Algorithms, Robo-Advisors and Investment Automation
...excerpt from Mo Lidsky's latest book, Partners in Preservation
While the rise of robo-advisors has merit for many investors, for affluent investors with sophisticated portfolios investment decisions cannot be replicated with an algorithm, a database, or any piece of technology alone. There will always be those touting the latest and greatest system, claiming that it can solve every investor’s problems with the click of a button. The technology of the future may make me eat my words, but I believe it is unlikely that the subjective art and science of advising affluent investors—dealing with all their specific wants and needs—can be boiled down to a mathematical formula, algorithm, or line of code - any more than raising a child can be boiled down to a robo-parent singing lullabies. There are too many human elements that simply cannot be quantified.

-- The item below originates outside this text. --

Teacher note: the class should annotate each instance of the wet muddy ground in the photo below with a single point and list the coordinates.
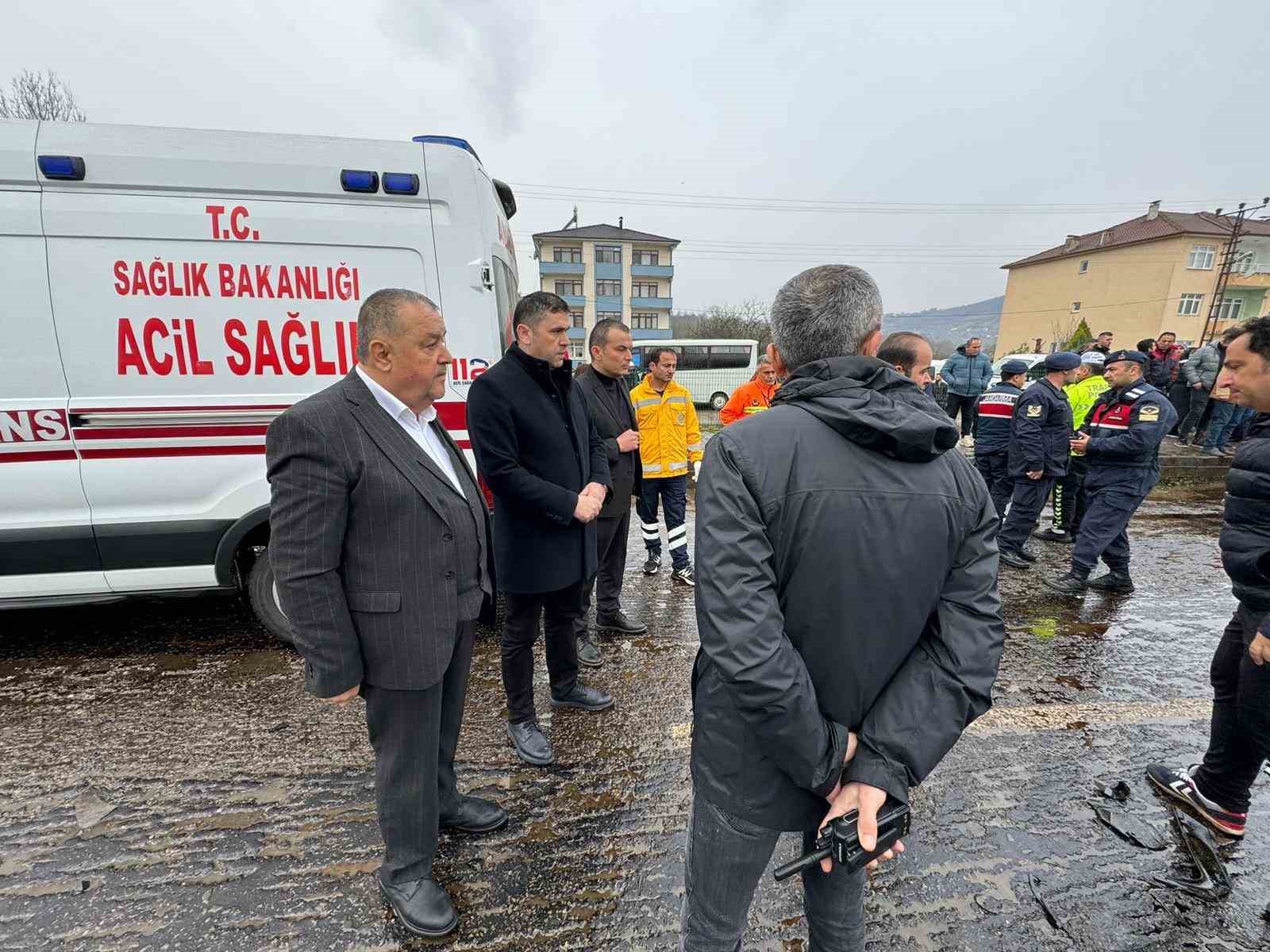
(165, 784)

Even if we put the advisory element aside, there is no concrete evidence that any single algorithm can produce consistent outperformance over the long run. In fact, Nobel Prize–winning economist Eugene Fama claims that one of his earliest revelations about the markets came during his last year as an undergraduate student at Tufts University. While working for economics professor Harry Ernst, who also had a stock market forecasting service, Fama was given the responsibility of inventing trading strategies and algorithms to forecast the market. In his efforts, he found numerous formulas that beat the market when back-tested but when put to the test in real life they were practically useless. He found that markets, at least in the short to medium term, are inherently unpredictable.
Fama’s experience puts into question all the newsletter marketers who claim that if by subscribing to their stock picks, investors would have yielded consistent triple-digit returns that exceeded the success of investment legends like Warren Buffett and George Soros by a factor of five. Whether these assertions are based on a rear view mirror perspective vs. actual realized picks can be difficult to determine. It seems subscribers always just miss out on the big return. [It is also worth noting that none of the individuals marketing stock-picking newsletters can be found on the Forbes Billionaires List. Yet, compounding at their alleged rate of return should have certainly gotten them there.]
This reality is illustrated in the writings of Murray Stahl. In Collected Commentaries and Conundrums Regarding Value Investing, Stahl shares a fascinating study where a group of finance gurus were challenged to create a singular model that could have been used (with the benefit of hindsight) to predict the top-performing stocks of the last fifty years. Not one person could produce a model that had the capacity to select the top ten stocks of the last half century. If it is so difficult to create a model that simply reproduced the performance of the known past, how likely is it that another model or algorithm would be effective in making decisions about the future?